FIG. 12 shows a block diagram 1200 of a communications manager 1220 that supports CLI reporting on physical uplink channels in accordance with one or more aspects of the present disclosure. The communications manager 1220 may be an example of aspects of a communications manager 1020, a communications manager 1120, or both, as described herein. The communications manager 1220, or various components thereof, may be an example of means for performing various aspects of CLI reporting on physical uplink channels as described herein. For example, the communications manager 1220 may include a configuration indication component 1225, a report component 1230, a report triggering component 1235, an offset value indication component 1240, a multiplexing indication component 1245, or any combination thereof. Each of these components may communicate, directly or indirectly, with one another (e.g., via one or more buses) which may include communications within a protocol layer of a protocol stack, communications associated with a logical channel of a protocol stack (e.g., between protocol layers of a protocol stack, within a device, component, or virtualized component associated with a network entity 105, between devices, components, or virtualized components associated with a network entity 105), or any combination thereof.

The communications manager 1220 may support wireless communication at a network entity in accordance with examples as disclosed herein. The configuration indication component 1225 may be configured as or otherwise support a means for transmitting a first message indicating a CLI report configuration, the CLI report configuration associated with a first set of rules for determining a quantity of resources for multiplexing a CLI report on a physical uplink channel and a second set of rules for multiplexing the CLI report on the physical uplink channel over the quantity of resources. The report component 1230 may be configured as or otherwise support a means for receiving the CLI report on the physical uplink channel in accordance with the first set of rules and the second set of rules, the CLI report indicating one or more CLI measurements performed by a UE.

In some examples, the report triggering component 1235 may be configured as or otherwise support a means for transmitting a second message that triggers the UE to report the one or more CLI measurements and includes an offset indicator, where receiving the CLI report is based on receiving the second message, and where the quantity of resources is based on one or more CLI offset values indicated by the offset indicator.

In some examples, the one or more CLI offset values indicated by the offset indicator correspond to CLI offset values included in a table. In some examples, the one or more CLI offset values indicated by the offset indicator are based on a difference from one or more CSI offset values.

In some examples, the CLI report configuration includes an indication of the difference. In some examples, the one or more CLI offset values are different than one or more CSI offset values.

In some examples, the offset value indication component 1240 may be configured as or otherwise support a means for transmitting a second message that indicates one or more CLI offset values, where the quantity of resources is based on the one or more CLI offset values. In some examples, the report triggering component 1235 may be configured as or otherwise support a means for transmitting a third message that triggers the UE to report the one or more CLI measurements, where the third message is common to a group of two or more UEs including the UE, and where receiving the CLI report is based on the third message.
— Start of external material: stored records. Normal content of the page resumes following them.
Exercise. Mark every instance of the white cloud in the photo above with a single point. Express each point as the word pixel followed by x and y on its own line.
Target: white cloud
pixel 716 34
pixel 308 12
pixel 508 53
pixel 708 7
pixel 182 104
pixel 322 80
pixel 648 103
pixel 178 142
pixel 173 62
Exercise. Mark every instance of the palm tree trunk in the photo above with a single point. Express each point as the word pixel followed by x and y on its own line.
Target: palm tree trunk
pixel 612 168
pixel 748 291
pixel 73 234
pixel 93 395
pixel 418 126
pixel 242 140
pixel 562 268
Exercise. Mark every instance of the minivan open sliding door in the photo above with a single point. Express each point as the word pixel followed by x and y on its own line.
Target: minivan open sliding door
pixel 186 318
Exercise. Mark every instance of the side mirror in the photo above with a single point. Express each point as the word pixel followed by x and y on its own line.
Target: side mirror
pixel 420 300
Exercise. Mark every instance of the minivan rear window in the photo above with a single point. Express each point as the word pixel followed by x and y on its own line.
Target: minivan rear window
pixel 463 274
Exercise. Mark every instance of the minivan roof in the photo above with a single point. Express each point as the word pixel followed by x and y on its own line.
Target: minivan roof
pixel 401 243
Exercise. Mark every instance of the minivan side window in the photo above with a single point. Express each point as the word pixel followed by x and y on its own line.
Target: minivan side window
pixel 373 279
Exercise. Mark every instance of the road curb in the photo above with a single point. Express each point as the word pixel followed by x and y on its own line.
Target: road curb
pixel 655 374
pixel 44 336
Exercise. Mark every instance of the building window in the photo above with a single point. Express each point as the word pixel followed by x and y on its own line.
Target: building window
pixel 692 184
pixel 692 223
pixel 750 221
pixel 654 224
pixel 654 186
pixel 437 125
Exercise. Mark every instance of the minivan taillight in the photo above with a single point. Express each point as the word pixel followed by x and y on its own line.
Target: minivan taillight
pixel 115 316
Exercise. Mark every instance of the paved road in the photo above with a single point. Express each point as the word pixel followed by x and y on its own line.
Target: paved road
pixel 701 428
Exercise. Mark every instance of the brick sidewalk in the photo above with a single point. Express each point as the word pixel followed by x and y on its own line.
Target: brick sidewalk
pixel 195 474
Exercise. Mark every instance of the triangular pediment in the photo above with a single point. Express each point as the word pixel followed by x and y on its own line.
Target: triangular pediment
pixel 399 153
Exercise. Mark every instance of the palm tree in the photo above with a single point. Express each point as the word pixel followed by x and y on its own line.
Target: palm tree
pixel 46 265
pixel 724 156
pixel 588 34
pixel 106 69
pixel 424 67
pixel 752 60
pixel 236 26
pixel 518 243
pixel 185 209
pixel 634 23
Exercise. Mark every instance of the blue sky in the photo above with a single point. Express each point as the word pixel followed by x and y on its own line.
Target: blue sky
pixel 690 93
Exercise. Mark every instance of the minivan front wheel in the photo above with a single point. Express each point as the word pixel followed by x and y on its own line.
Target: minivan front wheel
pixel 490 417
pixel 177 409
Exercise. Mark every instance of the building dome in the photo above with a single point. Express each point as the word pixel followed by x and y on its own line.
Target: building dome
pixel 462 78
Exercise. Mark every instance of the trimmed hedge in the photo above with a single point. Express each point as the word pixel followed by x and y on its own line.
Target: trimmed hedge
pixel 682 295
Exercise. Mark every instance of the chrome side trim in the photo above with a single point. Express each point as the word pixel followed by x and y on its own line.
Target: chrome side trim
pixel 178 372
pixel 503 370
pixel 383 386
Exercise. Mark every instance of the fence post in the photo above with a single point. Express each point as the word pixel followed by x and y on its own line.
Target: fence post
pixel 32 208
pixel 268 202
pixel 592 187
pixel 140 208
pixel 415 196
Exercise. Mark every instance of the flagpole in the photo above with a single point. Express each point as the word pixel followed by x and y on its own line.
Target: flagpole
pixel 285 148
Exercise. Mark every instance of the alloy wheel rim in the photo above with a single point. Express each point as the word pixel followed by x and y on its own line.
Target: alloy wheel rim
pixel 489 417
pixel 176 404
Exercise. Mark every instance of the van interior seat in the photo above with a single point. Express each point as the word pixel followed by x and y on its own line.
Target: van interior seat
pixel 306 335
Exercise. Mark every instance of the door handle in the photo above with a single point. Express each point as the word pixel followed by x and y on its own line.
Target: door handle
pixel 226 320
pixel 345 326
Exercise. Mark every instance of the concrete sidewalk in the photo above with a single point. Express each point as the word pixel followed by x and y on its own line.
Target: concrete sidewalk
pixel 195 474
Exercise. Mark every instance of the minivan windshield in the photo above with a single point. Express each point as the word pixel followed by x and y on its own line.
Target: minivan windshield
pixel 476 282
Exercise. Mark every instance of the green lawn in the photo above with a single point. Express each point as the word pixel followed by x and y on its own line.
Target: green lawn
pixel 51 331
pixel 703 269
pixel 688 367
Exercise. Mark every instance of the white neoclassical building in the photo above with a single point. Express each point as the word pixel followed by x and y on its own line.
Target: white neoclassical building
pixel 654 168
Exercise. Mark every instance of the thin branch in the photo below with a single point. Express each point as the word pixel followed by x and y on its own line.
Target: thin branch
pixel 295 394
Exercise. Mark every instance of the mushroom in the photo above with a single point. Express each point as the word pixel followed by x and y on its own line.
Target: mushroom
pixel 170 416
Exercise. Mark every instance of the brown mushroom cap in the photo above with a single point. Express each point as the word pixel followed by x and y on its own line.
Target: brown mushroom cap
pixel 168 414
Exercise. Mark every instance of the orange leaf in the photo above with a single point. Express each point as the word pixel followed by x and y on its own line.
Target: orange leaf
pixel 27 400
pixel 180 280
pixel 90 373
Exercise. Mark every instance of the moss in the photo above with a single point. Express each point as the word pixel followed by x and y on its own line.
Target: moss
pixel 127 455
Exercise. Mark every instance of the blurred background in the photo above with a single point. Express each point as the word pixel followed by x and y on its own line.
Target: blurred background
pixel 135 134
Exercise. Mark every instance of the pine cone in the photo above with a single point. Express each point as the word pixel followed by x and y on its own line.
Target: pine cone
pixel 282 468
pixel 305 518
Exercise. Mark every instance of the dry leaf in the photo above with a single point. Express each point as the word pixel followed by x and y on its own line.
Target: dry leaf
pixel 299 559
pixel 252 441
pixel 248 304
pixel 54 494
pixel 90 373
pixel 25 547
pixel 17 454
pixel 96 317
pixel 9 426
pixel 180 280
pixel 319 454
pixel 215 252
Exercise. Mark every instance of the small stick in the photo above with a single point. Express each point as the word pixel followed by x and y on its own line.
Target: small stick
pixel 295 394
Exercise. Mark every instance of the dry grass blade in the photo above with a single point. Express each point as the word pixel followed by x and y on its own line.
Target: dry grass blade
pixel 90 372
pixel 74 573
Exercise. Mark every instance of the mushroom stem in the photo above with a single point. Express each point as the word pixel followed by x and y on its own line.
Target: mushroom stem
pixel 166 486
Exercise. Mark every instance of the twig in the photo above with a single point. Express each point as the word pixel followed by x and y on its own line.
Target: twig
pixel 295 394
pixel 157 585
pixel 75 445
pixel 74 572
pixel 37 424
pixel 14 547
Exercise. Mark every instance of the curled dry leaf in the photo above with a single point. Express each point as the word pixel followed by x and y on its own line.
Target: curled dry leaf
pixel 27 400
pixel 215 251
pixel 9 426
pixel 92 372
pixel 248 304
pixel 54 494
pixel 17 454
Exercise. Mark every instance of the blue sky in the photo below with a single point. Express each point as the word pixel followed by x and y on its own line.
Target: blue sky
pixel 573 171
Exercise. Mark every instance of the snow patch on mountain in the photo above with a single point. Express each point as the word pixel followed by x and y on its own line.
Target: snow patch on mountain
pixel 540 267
In some examples, the third message includes an offset indicator. In some examples, the one or more CLI offset values are based on the offset indicator. In some examples, the CLI report is multiplexed on the physical uplink channel over the quantity of resources subsequent to a CSI report and based on the second set of rules.

In some examples, a first portion of the CLI report is multiplexed on the physical uplink channel over the quantity of resources subsequent to a first portion of a CSI report and based on the second set of rules. In some examples, a second portion of the CLI report is multiplexed on the physical uplink channel over the quantity of resources subsequent to a second portion of the CSI report.

In some examples, the multiplexing indication component 1245 may be configured as or otherwise support a means for transmitting a second message indicating for the UE to multiplex the CLI report with feedback information, where the CLI report is multiplexed with the feedback information based on the second message.

In some examples, the multiplexing indication component 1245 may be configured as or otherwise support a means for transmitting a third message indicating for the UE to multiplex the CLI report with a CSI report, where the CLI report is multiplexed with the feedback information and the CSI report based on the third message.

In some examples, the CLI report is multiplexed subsequent to the feedback information and a first portion of the CSI report. In some examples, the CLI report is multiplexed with the feedback information and the CSI report according to an ordering that is based on a respective priority of the CLI report and the CSI report.

In some examples, the feedback information, a first portion of the CSI report, and a first portion of the CLI report are multiplexed on the physical uplink channel. In some examples, at least a portion of a second portion of the CLI report is dropped.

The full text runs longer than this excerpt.